This article presents a highly optimized read count program called featureCounts. featureCounts can be used to quantify reads generated from either RNA or DNA sequencing technologies in terms of any type of genomic feature. It implements chromosome hashing, feature blocking and other strategies to assign reads to features with high efficiency. It supports multithreading, which provides further speed improvements on large data problems. It is available either as a Unix command or as a function in the R package Rsubread. In either case, all the core functionality is written in the C programming language. The R function is a wrapper for the compiled C code that provides the convenience of the R programming environment without sacrificing any of the efficiency of the C implementation.

2 DATA FORMATS AND INPUTS

2.1 Input data

The data input to featureCounts consists of (i) one or more files of aligned reads in either Sequence Alignment/Map (SAM) or Binary Alignment/Map (BAM) format (Li et al., 2009) and (ii) a list of genomic features in either general feature format (GFF) (Wellcome Trust Sanger Institute, 2013) or simplified annotation format (SAF) (Shi and Liao, 2013b). The read input format (SAM or BAM) is automatically detected and so does not need to be specified by the user. Both the read alignment and the feature annotation should correspond to the same reference genome, which is a set of reference sequences representing chromosomes or contigs. For each read, the SAM or BAM file gives the name of the reference chromosome or contig to which the read mapped, the start position of the read on the chromosome or contig and the so-called Concise Idiosyncratic Gapped Alignment Report (CIGAR) string giving the detailed alignment information including insertions and deletions and so on relative to the start position.

The genomic features can be specified in either GFF or SAF format. The SAF format is the simpler and includes only five required columns for each feature: feature identifier, chromosome name, start position, end position and strand. These five columns provide the minimal sufficient information for read quantification purposes. In either format, the feature identifiers are assumed to be unique, in accordance with commonly used Gene Transfer Format (GTF) refinement of GFF (Brent Lab, 2013).
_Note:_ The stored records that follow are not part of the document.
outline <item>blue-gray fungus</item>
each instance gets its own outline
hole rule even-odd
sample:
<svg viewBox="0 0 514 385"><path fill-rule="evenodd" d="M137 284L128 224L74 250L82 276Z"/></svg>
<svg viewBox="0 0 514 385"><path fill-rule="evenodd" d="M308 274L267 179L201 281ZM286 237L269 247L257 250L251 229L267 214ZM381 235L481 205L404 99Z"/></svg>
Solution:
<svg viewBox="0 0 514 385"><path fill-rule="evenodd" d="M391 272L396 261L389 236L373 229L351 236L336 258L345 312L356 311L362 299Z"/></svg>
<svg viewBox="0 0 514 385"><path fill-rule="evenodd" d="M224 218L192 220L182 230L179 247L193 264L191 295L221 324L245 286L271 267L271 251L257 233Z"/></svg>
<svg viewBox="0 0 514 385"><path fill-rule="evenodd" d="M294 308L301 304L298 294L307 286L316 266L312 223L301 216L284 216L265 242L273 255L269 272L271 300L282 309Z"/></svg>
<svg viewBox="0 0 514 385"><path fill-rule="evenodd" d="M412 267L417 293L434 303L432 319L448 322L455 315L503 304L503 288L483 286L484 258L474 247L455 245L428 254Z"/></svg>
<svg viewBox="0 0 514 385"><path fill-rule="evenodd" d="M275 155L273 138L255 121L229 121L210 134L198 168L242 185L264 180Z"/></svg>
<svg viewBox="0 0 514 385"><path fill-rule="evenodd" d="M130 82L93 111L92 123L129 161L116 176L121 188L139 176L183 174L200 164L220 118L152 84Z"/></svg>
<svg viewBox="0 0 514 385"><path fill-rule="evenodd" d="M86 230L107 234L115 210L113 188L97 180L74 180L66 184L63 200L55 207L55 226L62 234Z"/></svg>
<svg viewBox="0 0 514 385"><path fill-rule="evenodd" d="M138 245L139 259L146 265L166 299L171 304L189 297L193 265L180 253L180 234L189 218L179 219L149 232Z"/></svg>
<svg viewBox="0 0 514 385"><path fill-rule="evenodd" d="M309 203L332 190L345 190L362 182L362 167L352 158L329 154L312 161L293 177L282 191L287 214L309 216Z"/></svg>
The number of reference sequences may be small or large depending on the application. For well-established genomes, the number of reference sequences is equal or close to the number of chromosomes. The number of reference sequences can be, however, much larger for genomes with incomplete or low-quality assemblies because each contig becomes a reference sequence. RNA-seq reads are sometimes aligned to the transcriptome instead of to the genome. In this case, there may be hundreds of thousands of transcripts and each transcript becomes a reference sequence.

featureCounts supports strand-specific read counting if strand-specific information is provided. Read mapping results usually include mapping quality scores for mapped reads. Users can optionally specify a minimum mapping quality score that the assigned reads must satisfy.

2.2 Single and paired-end reads

Reads may be paired or unpaired. If paired reads are used, then each pair of reads defines a DNA or RNA fragment bookended by the two reads. In this case, featureCounts will count fragments rather than reads. featureCounts automatically sorts reads by name if paired reads are not in consecutive positions in the SAM or BAM file.

2.3 Features and meta-features

Each feature is an interval (range of positions) on one of the reference sequences. We also define a meta-feature to be a set of features representing a biological construct of interest. For example, features often correspond to exons and meta-features to genes. Features sharing the same feature identifier in the GFF or SAF annotation are taken to belong to the same meta-feature. featureCounts can summarize reads at either the feature or meta-feature levels.

3 ALGORITHM

3.1 Overlap of reads with features

featureCounts performs precise read assignment by comparing mapping location of every base in the read or fragment with the genomic region spanned by each feature. It takes account of any gaps (insertions, deletions, exon–exon junctions or fusions) that are found in the read. It calls a hit if any overlap (1 bp or more) is found between the read or fragment and a feature.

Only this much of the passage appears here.